# Nur entschärfte Version von "Nymphomaniac" im Kino



## Coolhand (20 Feb. 2014)

Cinema meldet folgendes:

Vor wenigen Tagen wurde bekannt, dass Lars von Trier sein neues Filmprojekt "Nymphomaniac" in zwei Teile splittet. Und die müssen wohl ohne explizite Sexszenen auskommen. 

Obwohl es sich in "Nymphomaniac" vor allem um Sex drehen soll, wird es die angekündigten Hardcore-Szenen nicht im Kino zu sehen geben - zumindest vorerst nicht. Lars von Trier, Meister der Provokation, plant stattdessen, die härtere Version nächstes Jahr bei den Filmfestspielen in Cannes vorzustellen. Eigentlich wollte der Däne seine neue Regiearbeit schon dieses Jahr auf dem Festival zeigen, allerdings nahm die Postproduktion zu viel Zeit in Anspruch. Hierzulande startet "Nymphonamaniac 1" am 27. Februar 2014. Wer also gehofft hat, die Darsteller um Shia LaBeouf, Charlotte Gainsbourg und Willem Dafoe beim Akt zu sehen, dürfte enttäuscht sein. Doch selbst wenn es die ursprüngliche Fassung jemals ins Kino schaffen sollte, würde es keinen "echten Sex" zwischen den Schauspielern geben. Ihre Köpfe werden für die Hardcore-Variante nämlich digital auf die Körper von professionellen Pornodarstellern gesetzt. In acht Kapiteln dreht sich in "Nymphomaniac" alles um das ereignisreiche Leben der 50-jährigen Joe (Gainsbourg), die von Seligman (Stellan Skarsgard) verwahrlost auf der Straße gefunden wird.
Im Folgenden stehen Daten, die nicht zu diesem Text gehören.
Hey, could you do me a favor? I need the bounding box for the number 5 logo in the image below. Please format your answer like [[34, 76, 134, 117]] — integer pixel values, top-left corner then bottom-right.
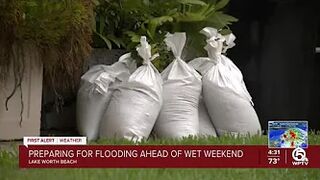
[[292, 148, 308, 161]]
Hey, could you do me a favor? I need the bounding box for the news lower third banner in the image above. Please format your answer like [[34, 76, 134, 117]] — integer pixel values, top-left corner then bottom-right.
[[19, 137, 320, 168]]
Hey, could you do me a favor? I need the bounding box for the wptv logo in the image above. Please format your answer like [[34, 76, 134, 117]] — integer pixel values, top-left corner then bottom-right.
[[291, 147, 309, 166]]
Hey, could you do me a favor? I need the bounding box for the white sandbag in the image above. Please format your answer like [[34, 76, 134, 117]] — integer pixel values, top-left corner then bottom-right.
[[188, 61, 217, 137], [190, 28, 261, 136], [199, 97, 217, 137], [76, 53, 136, 140], [154, 33, 201, 138], [99, 36, 162, 141]]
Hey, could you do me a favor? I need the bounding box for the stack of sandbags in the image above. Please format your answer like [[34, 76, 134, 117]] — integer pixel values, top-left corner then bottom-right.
[[99, 36, 162, 141], [76, 53, 136, 140], [199, 96, 217, 137], [154, 33, 202, 138], [190, 27, 261, 135]]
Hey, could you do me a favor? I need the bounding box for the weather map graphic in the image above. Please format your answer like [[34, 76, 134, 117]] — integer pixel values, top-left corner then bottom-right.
[[268, 121, 308, 148]]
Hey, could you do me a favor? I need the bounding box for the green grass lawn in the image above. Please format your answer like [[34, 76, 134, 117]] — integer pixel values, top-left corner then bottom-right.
[[0, 133, 320, 180]]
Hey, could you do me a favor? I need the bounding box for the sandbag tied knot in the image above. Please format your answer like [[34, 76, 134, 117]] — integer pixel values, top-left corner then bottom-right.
[[222, 33, 236, 53], [136, 36, 159, 64], [200, 27, 225, 59], [164, 32, 187, 60]]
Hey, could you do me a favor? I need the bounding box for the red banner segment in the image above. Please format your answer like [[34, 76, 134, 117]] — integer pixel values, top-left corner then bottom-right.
[[19, 145, 320, 168]]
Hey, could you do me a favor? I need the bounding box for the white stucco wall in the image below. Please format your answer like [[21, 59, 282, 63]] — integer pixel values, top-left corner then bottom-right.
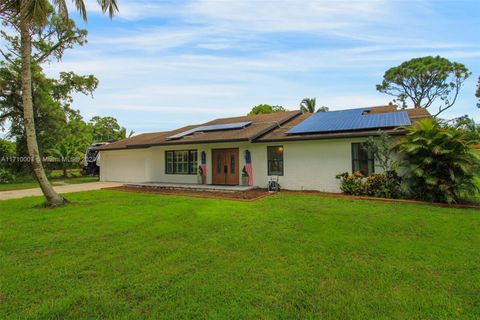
[[99, 139, 377, 192]]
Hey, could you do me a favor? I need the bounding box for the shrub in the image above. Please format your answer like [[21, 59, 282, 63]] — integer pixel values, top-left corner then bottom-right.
[[396, 119, 480, 203], [336, 171, 401, 198], [364, 171, 401, 198], [336, 172, 365, 196]]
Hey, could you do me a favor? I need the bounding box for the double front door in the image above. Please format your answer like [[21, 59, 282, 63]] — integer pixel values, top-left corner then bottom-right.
[[212, 149, 240, 185]]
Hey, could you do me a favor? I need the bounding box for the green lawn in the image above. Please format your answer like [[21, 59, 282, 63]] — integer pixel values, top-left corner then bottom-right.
[[0, 177, 98, 191], [0, 190, 480, 319]]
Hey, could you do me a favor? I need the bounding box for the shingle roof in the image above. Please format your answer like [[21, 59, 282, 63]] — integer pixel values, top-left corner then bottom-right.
[[256, 106, 430, 142], [95, 106, 430, 150], [95, 110, 301, 150]]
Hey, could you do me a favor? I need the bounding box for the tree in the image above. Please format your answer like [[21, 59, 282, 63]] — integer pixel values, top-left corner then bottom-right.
[[248, 104, 288, 115], [300, 98, 317, 113], [0, 138, 15, 161], [0, 15, 98, 172], [396, 119, 480, 203], [300, 98, 329, 113], [364, 130, 394, 172], [317, 106, 330, 112], [377, 56, 471, 116], [49, 138, 85, 178], [447, 115, 480, 141], [475, 77, 480, 108], [89, 116, 128, 142], [0, 0, 118, 206]]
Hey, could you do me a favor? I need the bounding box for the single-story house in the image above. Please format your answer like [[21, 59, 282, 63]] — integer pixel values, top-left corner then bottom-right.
[[97, 106, 430, 192]]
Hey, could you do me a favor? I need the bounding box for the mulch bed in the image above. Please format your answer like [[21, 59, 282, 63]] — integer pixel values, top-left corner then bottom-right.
[[104, 186, 272, 201], [281, 190, 480, 210], [104, 185, 480, 210]]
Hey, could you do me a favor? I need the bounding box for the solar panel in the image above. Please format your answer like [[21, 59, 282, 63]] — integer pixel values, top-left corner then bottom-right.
[[167, 121, 252, 139], [287, 108, 411, 134]]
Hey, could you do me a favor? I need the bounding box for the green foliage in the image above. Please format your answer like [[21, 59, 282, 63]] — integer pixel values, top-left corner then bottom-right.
[[364, 171, 402, 199], [300, 98, 317, 113], [396, 119, 480, 203], [0, 190, 480, 320], [475, 77, 480, 108], [0, 14, 98, 166], [377, 56, 471, 115], [317, 106, 330, 112], [0, 167, 15, 184], [0, 138, 16, 159], [336, 172, 365, 196], [49, 137, 85, 178], [336, 171, 402, 198], [89, 116, 127, 142], [300, 98, 329, 113], [447, 115, 480, 141], [248, 104, 288, 115], [364, 130, 395, 172]]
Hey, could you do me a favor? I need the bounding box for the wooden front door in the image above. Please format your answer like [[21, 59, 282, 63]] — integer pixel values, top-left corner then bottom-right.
[[212, 149, 240, 185]]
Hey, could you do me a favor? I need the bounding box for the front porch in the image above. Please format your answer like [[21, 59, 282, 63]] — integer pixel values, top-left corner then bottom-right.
[[125, 182, 254, 192]]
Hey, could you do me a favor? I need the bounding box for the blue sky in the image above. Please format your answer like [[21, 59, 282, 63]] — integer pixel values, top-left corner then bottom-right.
[[37, 0, 480, 133]]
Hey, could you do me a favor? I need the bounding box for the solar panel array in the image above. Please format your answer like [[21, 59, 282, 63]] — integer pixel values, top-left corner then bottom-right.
[[287, 108, 411, 134], [167, 121, 252, 139]]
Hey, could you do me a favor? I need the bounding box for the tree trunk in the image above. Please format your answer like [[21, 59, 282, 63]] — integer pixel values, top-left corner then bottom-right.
[[20, 8, 65, 206]]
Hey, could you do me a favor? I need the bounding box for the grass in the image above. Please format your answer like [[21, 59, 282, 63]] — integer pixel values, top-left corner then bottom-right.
[[0, 190, 480, 319]]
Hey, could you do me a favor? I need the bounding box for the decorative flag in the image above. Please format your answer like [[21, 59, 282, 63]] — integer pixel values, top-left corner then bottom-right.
[[245, 150, 253, 186], [201, 151, 207, 183]]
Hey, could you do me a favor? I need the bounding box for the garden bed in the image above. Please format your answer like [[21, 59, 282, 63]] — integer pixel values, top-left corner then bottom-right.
[[281, 190, 480, 210], [106, 185, 272, 201]]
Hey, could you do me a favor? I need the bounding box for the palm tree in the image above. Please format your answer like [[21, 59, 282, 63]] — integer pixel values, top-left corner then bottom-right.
[[396, 119, 480, 203], [300, 98, 316, 113], [0, 0, 118, 206], [49, 140, 82, 179]]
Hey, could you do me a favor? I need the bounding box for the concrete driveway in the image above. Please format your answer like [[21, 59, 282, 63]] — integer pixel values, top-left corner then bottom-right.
[[0, 182, 123, 200]]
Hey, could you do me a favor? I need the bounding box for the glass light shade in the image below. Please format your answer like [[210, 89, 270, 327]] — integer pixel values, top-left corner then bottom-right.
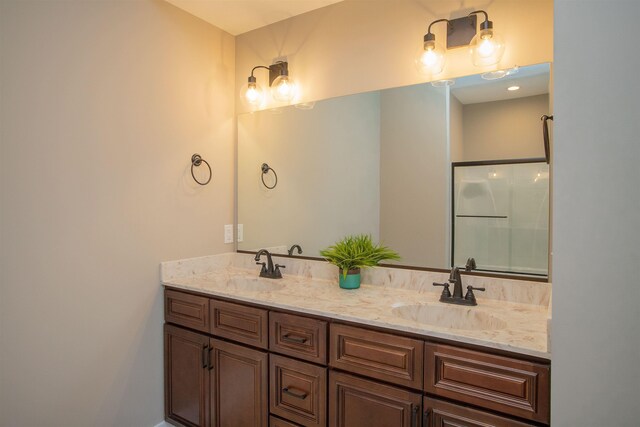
[[271, 75, 296, 102], [415, 40, 445, 76], [240, 83, 264, 107], [469, 29, 504, 67]]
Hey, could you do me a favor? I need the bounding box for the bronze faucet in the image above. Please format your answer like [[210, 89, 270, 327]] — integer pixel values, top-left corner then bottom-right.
[[433, 258, 485, 305], [254, 249, 284, 279]]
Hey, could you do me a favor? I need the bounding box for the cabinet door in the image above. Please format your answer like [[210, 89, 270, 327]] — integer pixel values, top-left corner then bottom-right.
[[210, 339, 269, 427], [424, 397, 533, 427], [164, 324, 209, 427], [329, 371, 422, 427]]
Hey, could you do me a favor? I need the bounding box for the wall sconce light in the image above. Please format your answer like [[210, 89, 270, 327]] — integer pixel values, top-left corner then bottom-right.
[[241, 61, 296, 107], [469, 10, 504, 67], [416, 19, 449, 75], [415, 10, 505, 76]]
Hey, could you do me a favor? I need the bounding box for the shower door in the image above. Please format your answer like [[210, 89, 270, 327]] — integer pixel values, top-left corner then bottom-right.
[[451, 159, 549, 276]]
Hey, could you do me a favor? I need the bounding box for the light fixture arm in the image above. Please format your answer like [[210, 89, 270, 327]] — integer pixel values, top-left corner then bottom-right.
[[427, 18, 449, 33], [424, 18, 449, 43], [467, 10, 493, 30], [249, 61, 289, 86], [251, 65, 270, 79]]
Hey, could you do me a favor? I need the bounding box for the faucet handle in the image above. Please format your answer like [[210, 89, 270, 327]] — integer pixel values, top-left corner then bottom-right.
[[433, 282, 451, 299], [273, 264, 286, 279], [464, 286, 486, 305]]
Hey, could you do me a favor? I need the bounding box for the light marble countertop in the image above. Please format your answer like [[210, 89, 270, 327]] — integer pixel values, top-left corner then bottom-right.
[[161, 254, 551, 359]]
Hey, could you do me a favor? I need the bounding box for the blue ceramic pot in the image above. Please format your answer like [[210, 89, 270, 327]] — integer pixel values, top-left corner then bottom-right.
[[339, 268, 360, 289]]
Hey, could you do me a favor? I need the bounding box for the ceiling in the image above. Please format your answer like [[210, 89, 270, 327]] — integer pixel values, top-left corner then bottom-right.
[[166, 0, 342, 36], [451, 64, 549, 105]]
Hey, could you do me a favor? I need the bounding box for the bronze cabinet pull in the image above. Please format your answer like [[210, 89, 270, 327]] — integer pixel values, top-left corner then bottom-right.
[[282, 334, 308, 344], [202, 344, 209, 369], [282, 387, 308, 400]]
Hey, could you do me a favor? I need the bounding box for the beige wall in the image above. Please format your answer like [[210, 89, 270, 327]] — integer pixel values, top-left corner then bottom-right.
[[454, 95, 549, 161], [380, 84, 451, 268], [238, 92, 380, 256], [551, 0, 640, 427], [449, 92, 464, 162], [0, 0, 235, 427], [236, 0, 553, 111]]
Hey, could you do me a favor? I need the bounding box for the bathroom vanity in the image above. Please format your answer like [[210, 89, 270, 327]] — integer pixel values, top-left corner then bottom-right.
[[162, 254, 550, 427]]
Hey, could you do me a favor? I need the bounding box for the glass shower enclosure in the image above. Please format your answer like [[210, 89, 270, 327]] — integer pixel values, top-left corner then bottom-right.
[[451, 159, 549, 276]]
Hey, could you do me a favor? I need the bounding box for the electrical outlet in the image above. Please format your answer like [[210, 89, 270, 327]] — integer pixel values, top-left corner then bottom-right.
[[224, 224, 233, 243], [237, 224, 244, 242]]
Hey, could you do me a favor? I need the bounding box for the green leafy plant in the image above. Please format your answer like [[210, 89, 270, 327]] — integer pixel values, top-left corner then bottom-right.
[[320, 234, 400, 278]]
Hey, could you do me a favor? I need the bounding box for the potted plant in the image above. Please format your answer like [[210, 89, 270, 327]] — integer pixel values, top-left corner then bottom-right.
[[320, 234, 400, 289]]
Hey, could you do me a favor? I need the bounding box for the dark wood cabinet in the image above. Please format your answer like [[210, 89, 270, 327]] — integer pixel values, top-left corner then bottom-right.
[[424, 343, 550, 423], [329, 371, 422, 427], [210, 339, 269, 427], [329, 324, 424, 389], [423, 397, 533, 427], [269, 354, 327, 427], [210, 300, 269, 350], [269, 312, 327, 365], [164, 289, 550, 427], [269, 415, 300, 427], [164, 324, 210, 426], [164, 289, 209, 332]]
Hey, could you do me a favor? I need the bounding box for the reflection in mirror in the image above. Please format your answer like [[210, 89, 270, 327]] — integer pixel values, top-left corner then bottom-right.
[[453, 159, 549, 276], [238, 64, 549, 274]]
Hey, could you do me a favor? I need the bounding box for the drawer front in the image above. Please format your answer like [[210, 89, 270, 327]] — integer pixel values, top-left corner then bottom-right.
[[269, 415, 300, 427], [269, 354, 327, 426], [269, 312, 327, 365], [210, 300, 269, 349], [423, 397, 534, 427], [164, 289, 209, 332], [329, 324, 424, 389], [424, 343, 550, 423], [329, 371, 422, 427]]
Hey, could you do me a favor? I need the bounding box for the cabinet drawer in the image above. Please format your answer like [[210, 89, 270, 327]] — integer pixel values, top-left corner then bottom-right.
[[329, 324, 424, 389], [164, 289, 209, 332], [269, 415, 300, 427], [210, 300, 269, 349], [424, 343, 549, 423], [329, 371, 422, 427], [269, 354, 327, 426], [269, 312, 327, 365], [423, 397, 533, 427]]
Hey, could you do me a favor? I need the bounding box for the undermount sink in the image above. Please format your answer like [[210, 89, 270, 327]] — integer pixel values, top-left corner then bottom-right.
[[391, 304, 507, 331], [226, 276, 284, 292]]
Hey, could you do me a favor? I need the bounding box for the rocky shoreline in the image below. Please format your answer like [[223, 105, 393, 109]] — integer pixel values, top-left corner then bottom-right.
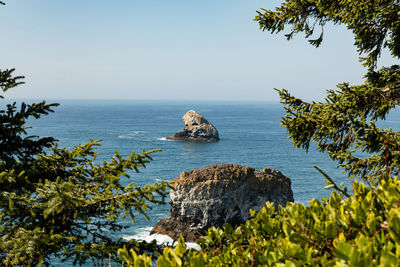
[[167, 110, 219, 141], [151, 164, 294, 242]]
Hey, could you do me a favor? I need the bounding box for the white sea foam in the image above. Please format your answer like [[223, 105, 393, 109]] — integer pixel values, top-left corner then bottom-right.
[[122, 227, 200, 250]]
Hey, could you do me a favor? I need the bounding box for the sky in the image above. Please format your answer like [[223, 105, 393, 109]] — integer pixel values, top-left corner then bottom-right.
[[0, 0, 394, 101]]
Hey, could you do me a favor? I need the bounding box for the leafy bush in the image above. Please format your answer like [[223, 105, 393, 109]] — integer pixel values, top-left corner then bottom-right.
[[119, 0, 400, 266]]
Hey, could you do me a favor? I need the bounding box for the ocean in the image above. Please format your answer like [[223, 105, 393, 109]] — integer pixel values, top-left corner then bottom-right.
[[20, 100, 399, 266]]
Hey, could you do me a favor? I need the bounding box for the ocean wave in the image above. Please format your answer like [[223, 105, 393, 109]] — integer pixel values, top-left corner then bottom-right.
[[118, 131, 148, 139], [122, 227, 200, 250]]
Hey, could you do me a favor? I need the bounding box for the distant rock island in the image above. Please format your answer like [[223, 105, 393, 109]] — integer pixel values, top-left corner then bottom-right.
[[167, 110, 219, 141], [151, 164, 294, 241]]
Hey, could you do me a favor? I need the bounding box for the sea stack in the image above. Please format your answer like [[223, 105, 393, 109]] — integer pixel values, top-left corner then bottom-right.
[[167, 110, 219, 141], [151, 164, 294, 241]]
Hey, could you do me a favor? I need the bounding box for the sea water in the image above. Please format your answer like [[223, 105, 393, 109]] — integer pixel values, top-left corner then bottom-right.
[[19, 100, 399, 266]]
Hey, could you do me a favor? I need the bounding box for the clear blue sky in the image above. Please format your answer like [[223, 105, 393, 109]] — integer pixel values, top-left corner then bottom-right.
[[0, 0, 391, 101]]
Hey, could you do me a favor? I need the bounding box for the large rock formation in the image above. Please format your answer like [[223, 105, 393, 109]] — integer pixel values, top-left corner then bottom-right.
[[151, 164, 294, 241], [167, 110, 219, 141]]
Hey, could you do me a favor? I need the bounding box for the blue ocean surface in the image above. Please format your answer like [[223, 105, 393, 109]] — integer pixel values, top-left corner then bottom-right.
[[14, 100, 399, 266]]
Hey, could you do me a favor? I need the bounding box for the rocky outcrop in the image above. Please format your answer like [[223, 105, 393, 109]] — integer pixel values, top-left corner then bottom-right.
[[151, 164, 294, 241], [167, 110, 219, 141]]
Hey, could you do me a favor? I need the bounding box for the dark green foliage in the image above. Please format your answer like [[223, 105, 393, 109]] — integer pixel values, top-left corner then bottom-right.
[[255, 0, 400, 69], [119, 0, 400, 267], [0, 70, 167, 266]]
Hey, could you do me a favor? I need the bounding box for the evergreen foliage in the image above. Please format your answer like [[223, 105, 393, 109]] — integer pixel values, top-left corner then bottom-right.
[[0, 69, 168, 266], [119, 0, 400, 266]]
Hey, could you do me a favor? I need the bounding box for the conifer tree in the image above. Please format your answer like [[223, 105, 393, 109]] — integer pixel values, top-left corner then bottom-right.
[[119, 0, 400, 267], [0, 69, 167, 266]]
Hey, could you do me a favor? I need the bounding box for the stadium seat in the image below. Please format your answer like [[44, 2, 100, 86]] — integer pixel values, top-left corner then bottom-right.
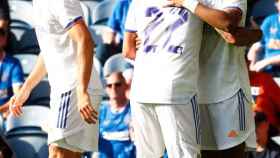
[[6, 105, 50, 134], [91, 0, 115, 25], [6, 131, 49, 158], [9, 1, 34, 26], [13, 54, 38, 76], [26, 80, 50, 107]]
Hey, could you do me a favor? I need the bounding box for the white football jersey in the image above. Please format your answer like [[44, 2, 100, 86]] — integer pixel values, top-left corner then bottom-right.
[[198, 0, 251, 104], [33, 0, 102, 95], [126, 0, 207, 104]]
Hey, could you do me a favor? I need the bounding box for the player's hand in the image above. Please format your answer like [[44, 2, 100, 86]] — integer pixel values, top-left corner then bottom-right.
[[9, 96, 22, 117], [9, 88, 31, 117], [163, 0, 185, 7], [252, 60, 269, 72], [78, 93, 98, 124]]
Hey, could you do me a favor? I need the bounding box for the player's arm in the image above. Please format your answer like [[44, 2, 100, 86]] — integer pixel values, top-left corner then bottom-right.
[[122, 32, 137, 60], [252, 55, 280, 72], [216, 27, 262, 46], [167, 0, 242, 32], [216, 8, 262, 46], [68, 19, 97, 123], [9, 54, 47, 116]]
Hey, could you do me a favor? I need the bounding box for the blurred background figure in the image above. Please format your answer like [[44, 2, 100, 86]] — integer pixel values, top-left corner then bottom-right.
[[96, 55, 136, 158], [248, 112, 280, 158], [248, 0, 280, 76], [0, 0, 24, 117], [96, 0, 131, 65]]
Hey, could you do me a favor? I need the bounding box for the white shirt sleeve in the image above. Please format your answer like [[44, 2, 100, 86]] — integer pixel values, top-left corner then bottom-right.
[[52, 0, 83, 29], [125, 0, 137, 32], [217, 0, 247, 16]]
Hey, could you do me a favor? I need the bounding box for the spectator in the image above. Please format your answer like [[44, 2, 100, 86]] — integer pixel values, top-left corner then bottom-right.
[[248, 0, 280, 76], [249, 71, 280, 129], [96, 0, 131, 65], [0, 0, 24, 116], [248, 112, 280, 158], [10, 0, 103, 158], [99, 56, 136, 158]]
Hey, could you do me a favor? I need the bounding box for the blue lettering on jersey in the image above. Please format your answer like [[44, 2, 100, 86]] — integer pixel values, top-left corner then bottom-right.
[[143, 7, 188, 54]]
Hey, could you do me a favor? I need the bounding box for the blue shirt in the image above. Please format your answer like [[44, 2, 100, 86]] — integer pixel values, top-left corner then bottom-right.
[[107, 0, 131, 38], [0, 55, 24, 105], [261, 14, 280, 71], [99, 104, 136, 158]]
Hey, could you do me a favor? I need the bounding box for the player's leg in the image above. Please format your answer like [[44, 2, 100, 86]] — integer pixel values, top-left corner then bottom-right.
[[201, 90, 255, 158], [156, 97, 200, 158], [201, 143, 246, 158], [49, 142, 82, 158], [131, 102, 165, 158]]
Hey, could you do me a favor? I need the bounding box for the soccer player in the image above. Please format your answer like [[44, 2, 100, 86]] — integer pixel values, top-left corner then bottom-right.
[[10, 0, 102, 158], [123, 0, 208, 158], [167, 0, 261, 158]]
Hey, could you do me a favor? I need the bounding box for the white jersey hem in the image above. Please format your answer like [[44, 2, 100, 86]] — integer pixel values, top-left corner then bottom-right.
[[198, 87, 252, 104], [201, 129, 255, 150], [48, 124, 84, 144]]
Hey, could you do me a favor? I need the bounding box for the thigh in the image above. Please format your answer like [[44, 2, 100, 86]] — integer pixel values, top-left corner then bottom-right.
[[200, 90, 255, 150], [201, 143, 246, 158], [156, 98, 200, 158], [49, 139, 82, 158], [131, 102, 165, 158]]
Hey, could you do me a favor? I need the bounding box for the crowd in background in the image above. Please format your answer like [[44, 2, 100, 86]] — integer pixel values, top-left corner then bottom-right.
[[0, 0, 280, 158]]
Als die Frau bei ihm wieder zu Kräften kommt, erzählt sie ihm ihre gesamte Lebensgeschichte, in der es insbesondere um sexuelle Erlebnisse geht.


----------



## Death Row (20 Feb. 2014)

Ich hätte es mir sowieso auf Blu geholt, von daher ist mir das Jacke wie Hose


----------



## MetalFan (20 Feb. 2014)

Da in dem Film in meinen Augen keine sonderlich attraktive Frauen mitspielen bin ich darüber nicht wirklich traurig!


----------



## Coolhand (20 Feb. 2014)

Death Row schrieb:


> Ich hätte es mir sowieso auf Blu geholt, von daher ist mir das Jacke wie Hose



Tja aber wenn die Jacke und die Hose keine Knöpfe haben macht das auch keinen Sinn.

Wer weiß ob man die Uncut überhaupt bekommt oder ob das nur ein guter PR Gag war um den Film weiter zu pushen.

Der Red Banded Trailer war zumindest sehr ansprechend.


----------



## krawutz (21 Feb. 2014)

Coolhand schrieb:


> Lars von Trier plant stattdessen, die härtere Version nächstes Jahr bei den Filmfestspielen in Cannes vorzustellen.



Hoffentlich verhindern die Veranstalter das. Pornoszenen mit montierten Promiköpfen, also echte Fakes - was soll der Schwachsinn ?


----------